Показать тебе, каким он был? Вот каким он был, черт возьми.

Короче, друг, это я все к чему. Я так и не доснялся в этом чертовом фильме и свалил. Потому что ты, сука, сделал именно это. Помнишь, как Джордж спустился по парадному крыльцу, вдохнул содержимое самого глянцевого, яркого, невыносимого фиолетового шарика и смешным гномским голосом сказал: ой, ребята, слушайте – ничего не вышло, ничего не получилось! – и все захохотали? Не помнишь? Я тоже не помню. Мы хотели привязать остальные шарики к дереву под окнами, где рождаются, но подумали, что ты слишком непредсказуем для такого территориально очевидного перерождения.
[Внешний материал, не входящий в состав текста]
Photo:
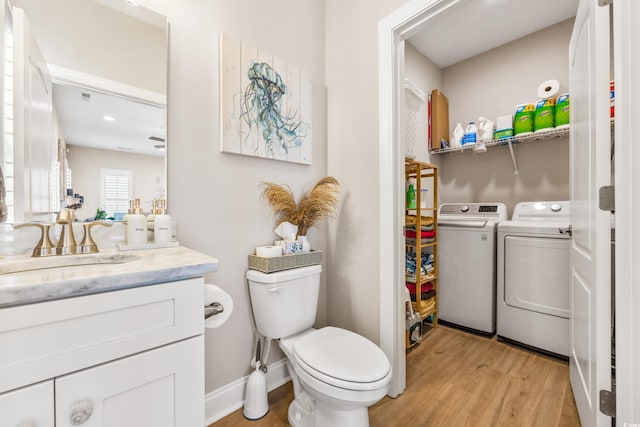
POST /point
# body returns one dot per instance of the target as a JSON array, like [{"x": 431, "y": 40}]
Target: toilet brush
[{"x": 256, "y": 404}]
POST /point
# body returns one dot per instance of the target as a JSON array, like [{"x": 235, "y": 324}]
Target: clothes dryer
[
  {"x": 467, "y": 264},
  {"x": 533, "y": 277}
]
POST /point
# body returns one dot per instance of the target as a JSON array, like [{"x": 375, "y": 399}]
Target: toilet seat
[{"x": 341, "y": 358}]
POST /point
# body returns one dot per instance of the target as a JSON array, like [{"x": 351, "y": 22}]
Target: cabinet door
[
  {"x": 158, "y": 388},
  {"x": 30, "y": 406}
]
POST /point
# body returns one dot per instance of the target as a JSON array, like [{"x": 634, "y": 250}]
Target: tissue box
[
  {"x": 285, "y": 262},
  {"x": 293, "y": 247}
]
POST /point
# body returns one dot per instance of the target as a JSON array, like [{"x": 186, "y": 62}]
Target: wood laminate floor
[{"x": 455, "y": 378}]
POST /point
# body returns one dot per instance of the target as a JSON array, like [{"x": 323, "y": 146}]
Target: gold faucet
[
  {"x": 44, "y": 246},
  {"x": 67, "y": 243}
]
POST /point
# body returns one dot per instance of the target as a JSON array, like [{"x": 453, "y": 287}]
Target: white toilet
[{"x": 336, "y": 373}]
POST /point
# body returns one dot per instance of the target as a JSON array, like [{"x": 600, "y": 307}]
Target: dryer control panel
[
  {"x": 484, "y": 210},
  {"x": 542, "y": 211}
]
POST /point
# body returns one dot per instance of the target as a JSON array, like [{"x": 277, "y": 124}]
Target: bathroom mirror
[{"x": 104, "y": 77}]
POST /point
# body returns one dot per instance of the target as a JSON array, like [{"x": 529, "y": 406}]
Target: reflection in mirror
[{"x": 75, "y": 62}]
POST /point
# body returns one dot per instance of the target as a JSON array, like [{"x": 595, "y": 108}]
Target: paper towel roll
[
  {"x": 268, "y": 251},
  {"x": 212, "y": 294},
  {"x": 550, "y": 89}
]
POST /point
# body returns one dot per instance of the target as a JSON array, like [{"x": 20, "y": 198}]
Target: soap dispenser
[
  {"x": 161, "y": 223},
  {"x": 136, "y": 224}
]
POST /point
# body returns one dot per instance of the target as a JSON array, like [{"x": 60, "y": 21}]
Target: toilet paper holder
[{"x": 213, "y": 309}]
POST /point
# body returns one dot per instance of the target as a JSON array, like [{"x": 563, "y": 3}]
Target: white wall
[
  {"x": 85, "y": 164},
  {"x": 214, "y": 196},
  {"x": 493, "y": 84}
]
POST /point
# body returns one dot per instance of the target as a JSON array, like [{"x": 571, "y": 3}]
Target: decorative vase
[{"x": 306, "y": 246}]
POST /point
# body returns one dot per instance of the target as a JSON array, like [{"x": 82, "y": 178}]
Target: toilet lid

Поэтому, чтобы сыграть тебя честно, надо было вообще все сделать честно. О, как она мне угрожала, когда я не брал трубку, не отвечал на письма! Потом поменял все телефоны, паспорт, аккаунты в социальных сетях, работу эту осветительную поганую – и давно пора было. В конце концов вообще уехал – работал дизайнером дистанционно, пальмы, океан, фактически новая жизнь, никакой музыки. Вернулся через год, после премьеры, где мы с тобой оба, кстати, присутствовали в серебристо-черных рамочках и в роли друг друга – отличная ирония, отметил я, вспомнив, как она ухмыльнулась после того поцелуя, когда получила некое эфирное подтверждение непрекращающейся работы камеры. Спасибо, что неживой. В каком-то очередном ее интервью «ради-этого-момента-я-жила» в неожиданном качестве культового режиссера – да, я за всем внимательно следил с края той новой жизни, куда меня завело мое тщеславие, беспамятство и предательство (в первую очередь, тебя и памяти о тебе) – она говорит о своем ребенке, девочке, рожденной то ли от меня, то ли от тебя (какой бред!). По ее словам, это огромная и непростительная ошибка – девочка. Я бы сходил посмотрел на эту огромную непростительную девочку или хотя бы в кинотеатр, чтобы точно знать, за что подавать в суд, если подавать, но ведь нас с тобой больше нет, пусть это и наш с тобой ребенок (то ли девочка, то ли фильм, здесь мне уже пора заканчивать свое высказывание, чтобы не смущать тебя), а все остальное – музыка, прочая херня – ничего не значит. И в этом смысле я абсолютно чист – и точно представляю день перед очередным отъездом на год, два или навсегда, когда я покупаю билет в кино в обе стороны, обнаруживаю, что до сеанса осталось сорок минут, заказываю себе кофе в кафе за углом и, рассматривая перламутровые пузыри на жирноватой пене, погружаю пальцы правой руки в сахарницу по самую ладонь.